Berikut Pengiriman Buku Minhajul Muslim Ke Berbagai Daerah

==============
Pesanan Buku: Minhajul Muslim, Fikih Wanita
Alamat Pengiriman: Banjaran, Kab. Bandung
Status: Terkirim via JNE
No Resi: SOCG200219603916
==============

==============
Pesanan Buku: Mihajul Muslim
Alamat Pengiriman: Simpur, Kab. Hulu Sungai Selatan
Status: Terkirim
==============

==============
Pesanan Buku: 2 Buku Minhajul Muslim
Alamat Pengiriman: Banjarsari, Kota Surakarta
Status: Terkirim via Admin Wisatabuku.com
No Resi: xxxxxxx
==============

==============
Pesanan Buku: Minhajul Muslim
Alamat Pengiriman: Kec.

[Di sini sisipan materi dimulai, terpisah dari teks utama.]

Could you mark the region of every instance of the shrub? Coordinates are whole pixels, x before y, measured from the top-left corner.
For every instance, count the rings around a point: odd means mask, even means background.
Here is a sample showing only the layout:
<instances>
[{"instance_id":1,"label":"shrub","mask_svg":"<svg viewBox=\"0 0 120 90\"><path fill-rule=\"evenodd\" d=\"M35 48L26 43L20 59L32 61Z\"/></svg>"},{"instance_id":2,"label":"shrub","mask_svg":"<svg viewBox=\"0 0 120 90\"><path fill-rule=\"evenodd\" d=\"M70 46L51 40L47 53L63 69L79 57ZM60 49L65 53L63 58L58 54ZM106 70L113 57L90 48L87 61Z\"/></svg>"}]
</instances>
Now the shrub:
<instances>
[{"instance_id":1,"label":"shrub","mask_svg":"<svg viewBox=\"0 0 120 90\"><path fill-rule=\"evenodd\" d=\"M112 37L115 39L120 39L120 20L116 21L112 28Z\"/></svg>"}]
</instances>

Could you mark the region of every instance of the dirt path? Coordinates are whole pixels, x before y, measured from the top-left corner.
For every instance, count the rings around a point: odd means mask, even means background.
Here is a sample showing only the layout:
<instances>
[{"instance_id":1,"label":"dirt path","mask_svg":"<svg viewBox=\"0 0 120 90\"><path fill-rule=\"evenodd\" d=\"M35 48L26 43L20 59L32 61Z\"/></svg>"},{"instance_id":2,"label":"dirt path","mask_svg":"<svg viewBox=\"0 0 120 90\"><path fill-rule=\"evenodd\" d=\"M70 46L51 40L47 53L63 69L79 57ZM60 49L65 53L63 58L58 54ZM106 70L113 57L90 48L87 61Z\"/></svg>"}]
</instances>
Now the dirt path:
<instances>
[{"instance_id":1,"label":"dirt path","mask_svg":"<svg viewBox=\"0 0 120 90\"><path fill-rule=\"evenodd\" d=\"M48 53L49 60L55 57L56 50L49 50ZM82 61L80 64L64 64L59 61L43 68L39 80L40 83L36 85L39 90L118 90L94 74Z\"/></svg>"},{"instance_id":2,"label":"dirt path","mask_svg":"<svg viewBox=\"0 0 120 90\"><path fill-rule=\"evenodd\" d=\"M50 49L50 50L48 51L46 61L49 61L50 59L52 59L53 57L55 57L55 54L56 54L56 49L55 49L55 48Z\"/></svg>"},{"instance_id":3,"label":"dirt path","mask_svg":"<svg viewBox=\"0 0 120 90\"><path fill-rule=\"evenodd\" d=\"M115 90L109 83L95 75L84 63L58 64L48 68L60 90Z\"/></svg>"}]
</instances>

Serang, Kota Serang
Status: Terkirim via JNE
No Resi: SOCE600603514516
==============

==============
Pesanan Buku: Minhajul Muslim 2 Buku
Alamat Pengiriman: Kelapa Gading, Jakarta Utara
Status: Terkirim via Wahana
No Resi: ABL41967
==============

==============
Pesanan Buku: Minhajul Muslim
Alamat Pengiriman: Kec Seruyan Hilir, Kab Seruyan
Status: Terkirim via POS
No Resi: 14657079091
==============

==============
Pesanan Buku: Minhajul Muslim Arafah
Alamat Pengiriman: Pontianak Selatan, Kota Pontianak
Status: Terkirim via POS
No Resi 14657079088
==============

==============
Pesanan Buku: Minhajul Muslim 2 Buku
Alamat Pengiriman: Kelapa Gading, Jakarta Utara
Status: Terkirim via Wahana
No Resi: ABN14513
==============

==============
Pesanan Buku: Minhajul Muslim
Alamat Pengiriman: Entrop, kota Jayapura
Status: Terkirim via JNE
No Resi: SOCE600678959216
==============

==============
Pesanan Buku: Minhajul Muslim
Alamat Pengiriman: Kelapa Gading, Jakarta Utara
Status: Terkirim
==============

==============
Pesanan Buku: Minhajul Muslim Aqwam
Alamat Pengiriman: Kecamatan Ilir Barat 1, Kota Palembang
Status: Terkirim via Wahana
No Resi: xxxxxxxxx
==============
Author: Google+ by Toko Buku Islam Online Terpercaya

Kunjungi channel kami di Wisata Buku Online

baca referensi lain di id.wikipedia dan en.wikipedia

20112 Total Views 2 Views Today
Print Friendly, PDF & Email

Incoming search terms:

  • isi kitab minhajul muslim
  • isi buku minhajul muslim
  • isi kitab minhajul
  • isi minhajul muslim
  • harga buku minhajul muslim
  • mengusap khuf dan perban menurut minhajul muslim
  • terjemah kitab minhajul qoyum
About Wisata Buku

Comments

  1. buku laris dan bermanfaat

Speak Your Mind

*

error: Content is protected !!
Copy Protected by Chetan's WP-Copyprotect.